Bingham also said that young women ages 14 to 18 will participate in ministering as companions to Relief Society sisters, just as young men their age currently serve as companions to Melchizedek Priesthood brethren.
Elder Dieter F. Uchtdorf of the Quorum of the Twelve Apostles spoke in conference for the first time since leaving the First Presidency following Thomas S. Monson’s death. Uchtdorf spoke of the sacredness of Easter Sunday, when Christians commemorate the moment the Savior was resurrected.
“What day most changed the course of history?” Uchtdorf asked.
Bishop Gérald Caussé, the presiding bishop of the church, told the congregation the key to understanding the LDS Church is not to see it through its buildings or organized institution, but through its millions of faithful members striving to be like Jesus.
“In other words, the Church is all about people, Caussé said. “It is all about you, the Lord’s disciples — those who love and follow Him and who have taken His name upon them by covenant.”
Caussé asked church members if they are “active in the gospel,” or if they are merely “busy in the church.”
Elder Quentin L. Cook of the Quorum of the Twelve Apostles spoke on the topic “Prepare to Meet God.”
Cook spoke of the almost 70,000 missionaries throughout the world, preaching the gospel, and testified the leaders who preside over the church receive divine assistance.
“This guidance comes from the Spirit and sometimes directly from the Savior,” he said. “Both kinds of spiritual guidance are given.”

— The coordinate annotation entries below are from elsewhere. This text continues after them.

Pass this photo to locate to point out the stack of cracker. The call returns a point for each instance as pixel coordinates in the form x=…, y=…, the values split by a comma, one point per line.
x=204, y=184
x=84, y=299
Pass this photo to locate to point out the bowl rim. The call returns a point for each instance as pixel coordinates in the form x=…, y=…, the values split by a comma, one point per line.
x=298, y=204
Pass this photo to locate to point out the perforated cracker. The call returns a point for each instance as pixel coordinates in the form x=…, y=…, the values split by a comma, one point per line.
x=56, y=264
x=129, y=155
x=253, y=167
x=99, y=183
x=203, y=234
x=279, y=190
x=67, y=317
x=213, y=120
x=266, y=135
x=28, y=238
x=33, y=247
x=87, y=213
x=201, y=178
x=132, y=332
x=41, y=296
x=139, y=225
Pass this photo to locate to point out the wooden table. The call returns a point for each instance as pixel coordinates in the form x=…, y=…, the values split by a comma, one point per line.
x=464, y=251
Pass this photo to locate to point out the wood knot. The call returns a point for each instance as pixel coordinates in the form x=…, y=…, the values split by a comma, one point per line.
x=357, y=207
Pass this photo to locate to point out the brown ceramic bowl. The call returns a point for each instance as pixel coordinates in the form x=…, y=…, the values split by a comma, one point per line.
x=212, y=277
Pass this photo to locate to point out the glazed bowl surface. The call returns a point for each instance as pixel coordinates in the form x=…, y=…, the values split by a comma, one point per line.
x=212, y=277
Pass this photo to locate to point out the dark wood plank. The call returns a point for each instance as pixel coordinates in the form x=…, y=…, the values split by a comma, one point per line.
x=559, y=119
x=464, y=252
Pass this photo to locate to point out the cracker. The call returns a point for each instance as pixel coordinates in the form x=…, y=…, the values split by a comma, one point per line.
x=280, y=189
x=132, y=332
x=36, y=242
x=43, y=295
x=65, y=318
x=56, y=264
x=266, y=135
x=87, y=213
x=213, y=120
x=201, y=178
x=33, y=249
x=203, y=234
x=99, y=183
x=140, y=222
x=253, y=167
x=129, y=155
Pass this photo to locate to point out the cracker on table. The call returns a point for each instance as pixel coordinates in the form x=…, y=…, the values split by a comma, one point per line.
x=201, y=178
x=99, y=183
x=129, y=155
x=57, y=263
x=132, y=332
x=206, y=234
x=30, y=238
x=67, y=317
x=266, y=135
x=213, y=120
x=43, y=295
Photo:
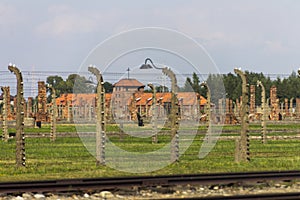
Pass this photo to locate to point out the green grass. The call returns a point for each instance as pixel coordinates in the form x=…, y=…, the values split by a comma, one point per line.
x=67, y=157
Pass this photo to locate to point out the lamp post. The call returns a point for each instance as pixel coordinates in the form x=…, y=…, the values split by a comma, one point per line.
x=100, y=113
x=53, y=113
x=174, y=107
x=263, y=107
x=154, y=113
x=20, y=137
x=243, y=152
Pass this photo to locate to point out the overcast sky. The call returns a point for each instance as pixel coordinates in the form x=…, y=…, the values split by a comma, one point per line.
x=257, y=35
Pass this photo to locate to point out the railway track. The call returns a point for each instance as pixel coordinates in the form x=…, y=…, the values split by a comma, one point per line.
x=100, y=184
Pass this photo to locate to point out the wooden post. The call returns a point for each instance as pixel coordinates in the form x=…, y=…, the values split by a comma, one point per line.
x=264, y=115
x=154, y=114
x=53, y=114
x=6, y=104
x=100, y=113
x=20, y=137
x=244, y=153
x=174, y=115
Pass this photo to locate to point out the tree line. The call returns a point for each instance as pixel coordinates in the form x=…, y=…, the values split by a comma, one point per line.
x=286, y=87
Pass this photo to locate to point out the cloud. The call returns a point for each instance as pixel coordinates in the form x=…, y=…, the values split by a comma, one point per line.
x=9, y=16
x=65, y=21
x=274, y=47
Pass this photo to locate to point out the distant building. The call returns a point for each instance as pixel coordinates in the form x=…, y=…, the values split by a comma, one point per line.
x=122, y=92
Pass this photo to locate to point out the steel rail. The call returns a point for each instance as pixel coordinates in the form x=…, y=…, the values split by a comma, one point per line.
x=88, y=184
x=263, y=196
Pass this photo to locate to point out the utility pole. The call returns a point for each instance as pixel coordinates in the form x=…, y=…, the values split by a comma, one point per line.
x=100, y=113
x=20, y=137
x=264, y=116
x=242, y=151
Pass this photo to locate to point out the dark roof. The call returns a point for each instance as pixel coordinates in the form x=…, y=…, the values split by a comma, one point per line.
x=128, y=83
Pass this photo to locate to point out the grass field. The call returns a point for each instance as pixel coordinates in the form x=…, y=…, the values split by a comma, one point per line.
x=67, y=157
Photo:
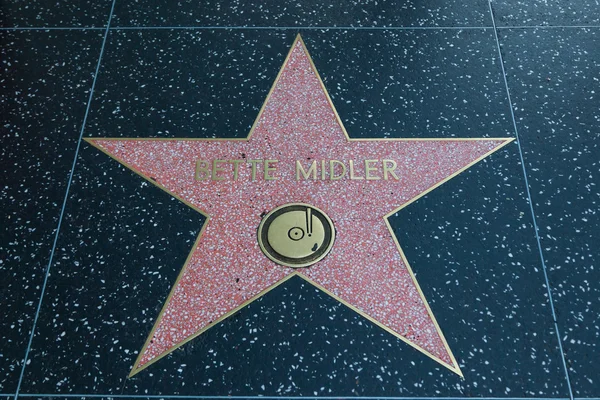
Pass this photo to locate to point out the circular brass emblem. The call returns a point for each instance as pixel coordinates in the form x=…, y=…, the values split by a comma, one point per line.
x=296, y=235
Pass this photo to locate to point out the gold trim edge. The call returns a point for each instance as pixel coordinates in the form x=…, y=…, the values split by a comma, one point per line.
x=135, y=369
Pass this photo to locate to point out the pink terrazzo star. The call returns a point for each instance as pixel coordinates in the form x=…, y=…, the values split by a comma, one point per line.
x=366, y=269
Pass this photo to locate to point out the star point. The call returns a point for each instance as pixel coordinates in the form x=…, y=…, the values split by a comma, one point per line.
x=297, y=151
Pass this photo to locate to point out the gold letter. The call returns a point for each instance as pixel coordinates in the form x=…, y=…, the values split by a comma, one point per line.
x=311, y=170
x=354, y=178
x=254, y=163
x=216, y=169
x=236, y=163
x=332, y=174
x=202, y=166
x=368, y=170
x=269, y=168
x=391, y=169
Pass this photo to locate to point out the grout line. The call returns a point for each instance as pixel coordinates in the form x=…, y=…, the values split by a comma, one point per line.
x=52, y=28
x=535, y=225
x=549, y=27
x=365, y=28
x=141, y=396
x=62, y=211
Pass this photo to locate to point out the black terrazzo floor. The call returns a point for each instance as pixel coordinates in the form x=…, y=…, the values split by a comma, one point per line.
x=89, y=251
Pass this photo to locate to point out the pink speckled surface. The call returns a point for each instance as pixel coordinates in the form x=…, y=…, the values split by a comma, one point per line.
x=364, y=268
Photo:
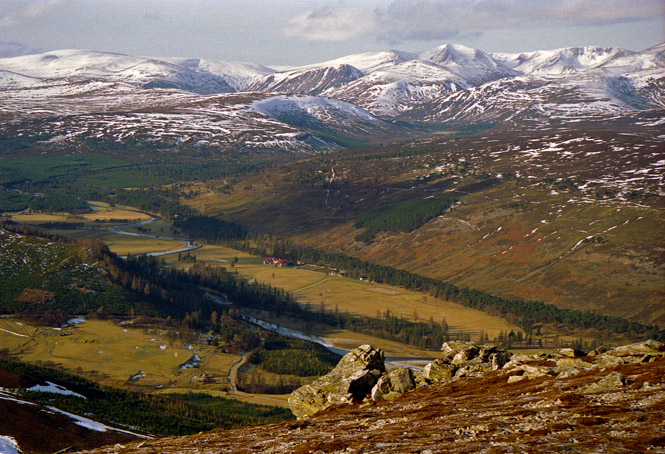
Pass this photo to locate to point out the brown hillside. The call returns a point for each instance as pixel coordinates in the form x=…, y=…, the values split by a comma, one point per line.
x=469, y=415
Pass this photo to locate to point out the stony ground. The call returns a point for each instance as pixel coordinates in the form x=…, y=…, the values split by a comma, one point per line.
x=473, y=414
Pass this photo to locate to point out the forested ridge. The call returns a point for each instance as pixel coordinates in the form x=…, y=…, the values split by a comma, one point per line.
x=402, y=217
x=526, y=314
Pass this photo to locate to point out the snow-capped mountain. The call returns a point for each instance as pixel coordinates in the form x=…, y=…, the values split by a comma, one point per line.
x=560, y=61
x=472, y=65
x=239, y=75
x=193, y=75
x=308, y=80
x=72, y=95
x=390, y=82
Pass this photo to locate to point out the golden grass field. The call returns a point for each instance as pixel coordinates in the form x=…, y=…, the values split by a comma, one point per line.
x=110, y=353
x=125, y=244
x=102, y=213
x=353, y=296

As the concluding speaker of the weekend conference, Nelson exhorted church members in a talk titled “Let Us All Press On.”
Nelson asked members to study the proceedings of the conference in the coming months.
“I exhort you to study the messages of this conference frequently — even repeatedly — during the next six months,” he said. “Conscientiously look for ways to incorporate these messages in your family home evenings, your gospel teaching, your conversations with family and friends, and even your discussions with those not of our faith.”
Nelson said the message to the world is simple and sincere: Inviting all of God’s children “on both sides of the veil” to partake of eternal life.